I have five kids.  The house never seems to be organized.  Toys, crayons, and other random things are everywhere.  And no matter how hard my wife and I try; socks never get into the hamper. NEVER.

Even I contribute to the chaos. Sometime the dishes have to wait until the next day to get washed.  Papers I need to grade sit on the island in our kitchen.  Unread magazines pile up.  Movies checked out from the library are clustered by the TV. (Sometimes my socks are still on the floor on my side of the bed the next night.) Life is messy.

I believe that learning is the same way, messy.  Learning to walk is a repeated exercise in failure.
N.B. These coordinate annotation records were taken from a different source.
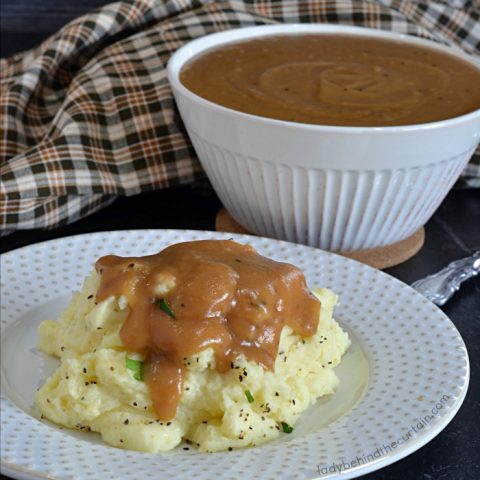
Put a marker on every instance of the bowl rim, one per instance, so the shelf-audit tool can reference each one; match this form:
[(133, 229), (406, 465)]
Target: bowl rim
[(199, 45)]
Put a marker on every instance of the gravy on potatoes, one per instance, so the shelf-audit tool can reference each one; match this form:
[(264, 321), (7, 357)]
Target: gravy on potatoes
[(335, 80), (205, 294)]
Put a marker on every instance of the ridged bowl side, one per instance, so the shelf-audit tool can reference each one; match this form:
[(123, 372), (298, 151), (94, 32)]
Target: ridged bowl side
[(331, 209)]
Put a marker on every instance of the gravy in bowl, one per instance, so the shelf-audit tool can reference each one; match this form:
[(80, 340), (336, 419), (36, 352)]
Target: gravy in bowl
[(335, 80)]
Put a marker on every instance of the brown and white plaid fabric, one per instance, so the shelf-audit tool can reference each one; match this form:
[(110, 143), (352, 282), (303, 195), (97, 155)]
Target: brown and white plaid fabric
[(89, 115)]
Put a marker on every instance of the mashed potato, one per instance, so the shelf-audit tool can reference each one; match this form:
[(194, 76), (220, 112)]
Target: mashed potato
[(92, 389)]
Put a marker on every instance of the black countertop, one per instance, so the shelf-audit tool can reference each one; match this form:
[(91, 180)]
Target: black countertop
[(452, 233)]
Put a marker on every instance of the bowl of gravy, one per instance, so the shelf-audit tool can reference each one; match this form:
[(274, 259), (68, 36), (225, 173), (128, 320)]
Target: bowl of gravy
[(338, 137)]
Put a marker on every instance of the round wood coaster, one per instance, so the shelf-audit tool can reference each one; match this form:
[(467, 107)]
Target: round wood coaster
[(381, 257)]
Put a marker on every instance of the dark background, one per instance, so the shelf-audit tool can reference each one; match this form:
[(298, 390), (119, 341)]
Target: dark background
[(452, 233)]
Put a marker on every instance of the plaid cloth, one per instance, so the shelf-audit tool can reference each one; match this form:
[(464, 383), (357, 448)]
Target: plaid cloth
[(88, 115)]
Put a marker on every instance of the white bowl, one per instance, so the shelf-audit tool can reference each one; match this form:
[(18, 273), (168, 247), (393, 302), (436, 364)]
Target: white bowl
[(334, 187)]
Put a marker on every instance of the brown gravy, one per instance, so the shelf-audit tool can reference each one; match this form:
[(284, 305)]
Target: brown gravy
[(217, 294), (335, 80)]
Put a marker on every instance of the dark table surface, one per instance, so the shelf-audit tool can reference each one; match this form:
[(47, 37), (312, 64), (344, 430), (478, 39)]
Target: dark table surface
[(452, 233)]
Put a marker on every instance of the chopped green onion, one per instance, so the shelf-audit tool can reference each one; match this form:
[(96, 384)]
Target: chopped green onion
[(136, 366), (287, 428), (249, 396), (163, 305)]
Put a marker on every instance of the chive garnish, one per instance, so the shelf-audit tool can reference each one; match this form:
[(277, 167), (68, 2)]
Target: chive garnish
[(249, 396), (136, 366), (287, 428), (163, 305)]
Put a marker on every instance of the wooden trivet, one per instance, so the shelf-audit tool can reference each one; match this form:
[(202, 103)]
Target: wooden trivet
[(381, 257)]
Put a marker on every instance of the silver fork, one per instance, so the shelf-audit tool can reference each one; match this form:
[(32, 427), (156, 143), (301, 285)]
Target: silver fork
[(440, 286)]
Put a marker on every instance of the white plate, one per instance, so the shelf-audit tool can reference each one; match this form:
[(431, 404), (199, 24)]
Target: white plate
[(402, 381)]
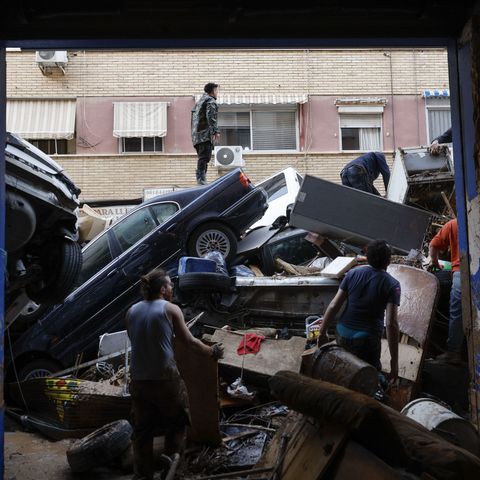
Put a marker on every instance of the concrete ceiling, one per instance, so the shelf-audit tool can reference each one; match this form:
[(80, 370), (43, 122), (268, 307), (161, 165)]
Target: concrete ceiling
[(240, 19)]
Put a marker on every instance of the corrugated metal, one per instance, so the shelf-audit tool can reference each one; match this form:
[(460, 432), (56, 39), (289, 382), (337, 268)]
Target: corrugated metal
[(42, 119), (260, 98), (139, 119), (438, 122)]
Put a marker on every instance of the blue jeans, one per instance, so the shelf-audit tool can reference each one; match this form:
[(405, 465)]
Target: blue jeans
[(357, 177), (455, 323)]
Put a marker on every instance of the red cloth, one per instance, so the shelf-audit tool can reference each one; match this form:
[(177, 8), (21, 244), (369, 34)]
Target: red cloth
[(250, 343)]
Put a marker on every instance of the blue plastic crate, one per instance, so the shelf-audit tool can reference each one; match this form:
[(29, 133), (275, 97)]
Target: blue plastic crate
[(195, 264)]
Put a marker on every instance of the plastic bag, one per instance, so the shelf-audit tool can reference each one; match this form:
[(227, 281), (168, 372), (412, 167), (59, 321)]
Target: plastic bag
[(241, 271)]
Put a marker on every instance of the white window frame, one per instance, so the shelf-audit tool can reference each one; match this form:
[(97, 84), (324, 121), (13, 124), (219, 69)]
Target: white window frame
[(266, 108), (359, 151), (429, 107), (55, 140), (121, 142)]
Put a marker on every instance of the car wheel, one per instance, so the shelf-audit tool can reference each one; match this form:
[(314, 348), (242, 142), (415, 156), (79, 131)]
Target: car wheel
[(210, 237), (100, 447), (61, 266), (39, 368), (204, 282)]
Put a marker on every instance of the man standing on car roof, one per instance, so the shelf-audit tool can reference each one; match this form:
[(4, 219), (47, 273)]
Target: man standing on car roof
[(371, 294), (447, 238), (205, 130), (361, 172), (159, 396)]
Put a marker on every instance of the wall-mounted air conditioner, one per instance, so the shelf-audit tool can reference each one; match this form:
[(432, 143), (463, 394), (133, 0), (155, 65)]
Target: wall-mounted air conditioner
[(51, 58), (228, 157)]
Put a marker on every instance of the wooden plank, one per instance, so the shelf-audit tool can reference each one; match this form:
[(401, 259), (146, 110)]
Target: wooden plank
[(200, 374), (409, 360), (338, 267), (274, 355)]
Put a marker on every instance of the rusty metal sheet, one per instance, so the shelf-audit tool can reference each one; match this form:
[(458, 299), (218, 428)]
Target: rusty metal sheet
[(418, 301)]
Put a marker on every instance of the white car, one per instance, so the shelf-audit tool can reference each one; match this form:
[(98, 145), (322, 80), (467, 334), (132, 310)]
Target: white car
[(282, 189)]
A step, then a tumble.  And not any simple tumble, but a crazy fall.  And each tumble is different.  One time straight down landing on their bottom, another time a 180 twist with a face plant.

This weekend we had our first “wall art” incident. Four walls covered in straight pen lines.  Our family has gone through untold notebooks filled with scribbles.  Hands, arms, and even church clothes have been scrubbed free of children’s artwork.   Not to mention the mess kids make of the English language as they learn to read and write. Raising kids is a messy job.

But learning is a messy job too.

But almost every aspect of school fights against it.  Rows of desk. Quiet. Bell schedules. Grades. Unit of studies that are soon forgotten by students.

Organized.

Clean.

But we are messy people.  Our minds wander from thought to thought.  Our bodies like to move. Think of how we get Spring Fever, especially with this nice weather.  We doodle, we eat chips, we talk, and we laugh and cry.  Our daily life is filled with all kinds of messy situations, and that is good.  Many students’ say school is a prison.  Maybe what they are saying is that they don’t get to be messy.  They don’t get to express themselves as we all do in life.